Avant l’image, il y a le son. Les cris d’oiseaux, une fureur métallique, des vocalises venues d’ailleurs. L’écran noir insiste comme dans le préambule du Ruban blanc de Michael Haneke. Dans la salle, des chuchotements s’élèvent pour contrer la gêne. Puis apparaît le soleil éclatant les blondes chevelures tressées et corps à demi-nus de cette famille au bord de l’eau. Si paisible semble l’existence. Le lendemain, après avoir reçu son cadeau d’anniversaire, le père, arborant un uniforme nazi, part au travail. A quelques mètres de là, le contre-champ révèle les miradors d’Auschwitz.
En 2015, le Hongrois László Nemes nous entraînait dans les chambres à gaz en collant sa caméra au plus près de Saul, prisonnier juif du Sonderkommando chargé de les vider.
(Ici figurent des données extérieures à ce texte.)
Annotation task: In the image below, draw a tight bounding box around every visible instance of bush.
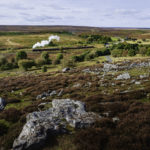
[86,34,112,44]
[41,52,49,60]
[41,52,51,64]
[0,56,7,66]
[112,43,139,51]
[128,49,136,56]
[11,58,15,63]
[48,41,57,46]
[85,53,95,61]
[102,48,111,55]
[35,58,46,67]
[42,66,47,72]
[111,49,123,57]
[0,63,14,71]
[16,51,27,61]
[146,48,150,56]
[0,56,18,71]
[64,59,76,68]
[95,49,103,56]
[18,59,35,71]
[57,53,63,60]
[72,55,84,62]
[72,51,90,62]
[53,53,63,65]
[139,47,147,56]
[53,59,61,65]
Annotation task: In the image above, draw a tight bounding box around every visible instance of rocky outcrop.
[13,99,100,150]
[116,73,130,80]
[103,63,118,72]
[0,97,6,111]
[36,89,63,100]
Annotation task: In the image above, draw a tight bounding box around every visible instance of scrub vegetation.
[1,26,150,150]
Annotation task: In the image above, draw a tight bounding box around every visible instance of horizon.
[0,25,150,30]
[0,0,150,28]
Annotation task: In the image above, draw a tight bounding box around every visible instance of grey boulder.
[13,99,100,150]
[0,97,6,111]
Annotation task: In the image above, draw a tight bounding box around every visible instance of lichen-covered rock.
[36,90,57,100]
[103,63,118,72]
[0,97,6,111]
[13,99,100,150]
[116,73,130,80]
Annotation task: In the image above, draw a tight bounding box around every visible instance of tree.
[54,59,61,65]
[95,49,103,57]
[139,47,147,56]
[111,49,123,57]
[85,53,95,61]
[57,53,63,60]
[18,59,35,71]
[128,49,136,56]
[42,66,47,72]
[35,58,46,67]
[41,52,51,64]
[16,51,27,61]
[0,56,7,66]
[146,48,150,56]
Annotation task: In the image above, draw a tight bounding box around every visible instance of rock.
[130,80,135,83]
[140,74,148,79]
[0,97,6,111]
[135,81,141,85]
[116,73,130,80]
[38,102,49,107]
[13,99,100,150]
[112,83,115,86]
[73,83,81,88]
[36,94,42,100]
[82,68,90,73]
[57,89,63,97]
[147,93,150,98]
[103,63,118,72]
[36,90,57,100]
[50,91,57,96]
[112,117,120,123]
[85,82,92,87]
[62,68,70,73]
Une épreuve de force. La zone d’intérêt pourrait être son pendant, Jonathan Glazer préférant filmer à l’extérieur sans pour autant taire l’immontrable. Alors que les hommes dissertent sur les améliorations à apporter aux rouages du système, les femmes s’agitent autour des vêtements récupérés et rient de ce diamant retrouvé dans un tube de dentifrice. Devant le miroir, l’impitoyable reine mère endosse un manteau de fourrure qu’elle n’a pas acheté. A part une doublure à recoudre, il est parfait. Dans le rôle, Sandra Hüller glace le sang. Anatomie du mal. Au dehors, les enfants se rafraîchissent dans la piscine alors qu’au loin la fumée du train avance. Une fois en chambre, ils jouent avec des dents. Dans ce paradis cerné par l’enfer, plus personne ne fait attention aux hurlements quotidiens, coups de feu et à cette odeur tenace que les fleurs de l’éden tentent de masquer. Quant à ce bruit de fond issu de la machine génocidaire digérant les corps brûlés, on ne l’entend plus. Ni ignorance, ni déni, mais de l’acceptation.
Soit l’impossibilité de représenter la Shoah au cinéma. Des plans fixes d’une froideur extrême marque la distance afin d’éviter toute empathie envers les bourreaux face à des victimes que l’on ne verra jamais. Les seules larmes coulées sont celles du bébé et l’unique « Je t’aime » prononcé s’adresse à un cheval. En caméra thermique, effet plutôt superfétatoire, on nous raconte l’histoire d’une petite résistante. Après avoir enfourné la sorcière, Gretel sème des pommes avec l’espoir de ravitailler ceux qui vont crever.
Dans ce contexte, les détails les plus anodins soulignent l’horreur de la situation. Ce sont ces rideaux que l’on n’a pas pu obtenir aux enchères, ces cendres que l’on dépose au pied des plantes pour les embellir, cette jeune Juive qui doit écarter les jambes. Le malaise se ressent, hérisse le poil et tord l’estomac. Jusqu’au vomissement qui souillera les marches du quartier général…
Sur un fil, le réalisateur tisse un lien audacieux avec le présent rappelant que la banalité de l’indifférence n’est jamais loin de nous. Astiquée, Auschwitz est une nécropole aujourd’hui devenue lieu de mémoire prisé des touristes.